陆仲亨,费聚,唐胜宗,赵庸四人被从地牢里放了出来。
身上不仅臭气熏天,而且还带着一股子大蒜味。
久违的阳光照在身上,带来一股暖意,常茂带着人把四人身上的镣铐解开。
“行了,你们可以滚蛋了!”
胡强嘟囔道:“都尉府的大蒜都快让你们吃完了,买蒜的钱都应该从你们俸禄里扣,什么玩意……”

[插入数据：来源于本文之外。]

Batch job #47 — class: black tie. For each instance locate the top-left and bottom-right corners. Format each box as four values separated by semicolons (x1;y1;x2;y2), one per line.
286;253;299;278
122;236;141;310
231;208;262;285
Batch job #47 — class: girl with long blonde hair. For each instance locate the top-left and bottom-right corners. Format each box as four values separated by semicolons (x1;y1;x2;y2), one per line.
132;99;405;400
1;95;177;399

“别觉得自己封个侯爷就觉得老子天下第一了,和我们都尉府碰,你们碰出啥了?”
常茂笑道:“碰死一个侯爷,而且是满门抄斩,哈哈……”
陆仲亨怒视二人,声音沙哑道:“你们狂什么狂,日子还长着呢,咱们走着瞧……”
“行了,行了!”
常茂摆手嗤笑道:“再他妈过十年二十年,你们也不是我旺哥的对手,赶紧滚吧,再不滚,小爷让人按着你们再吃一顿大蒜!”
陆仲亨冷“哼”一声,扬长而去!
皇长孙朱雄英出生,老朱下旨,赦免了这些违法的勋贵,这才让都尉府放了四人。
其实老朱也没打算追究,杀一个朱亮祖就够了,不能都杀了,以后还要用到这些骄兵悍将。
都尉府大堂!
朱旺面前站着两个少年,毕恭毕敬!
“都尉府的规矩,康铎刚才都给你们说了,我和你们的父亲都是兄弟,你们都得喊我叔,不过,进了都尉府,那都是兄弟,没有什么配资论辈……”
“你们喊叔也好,叫哥也罢,只要没有二心,叫什么都好!”
两个少年对视一眼,齐声抱拳道:“旺叔!”
西平侯沐英的长子沐春,和康铎一样,是个文武双全的全才,辽阳侯柴刚的长子柴猛,人如其名,和他父亲一样,纯武夫。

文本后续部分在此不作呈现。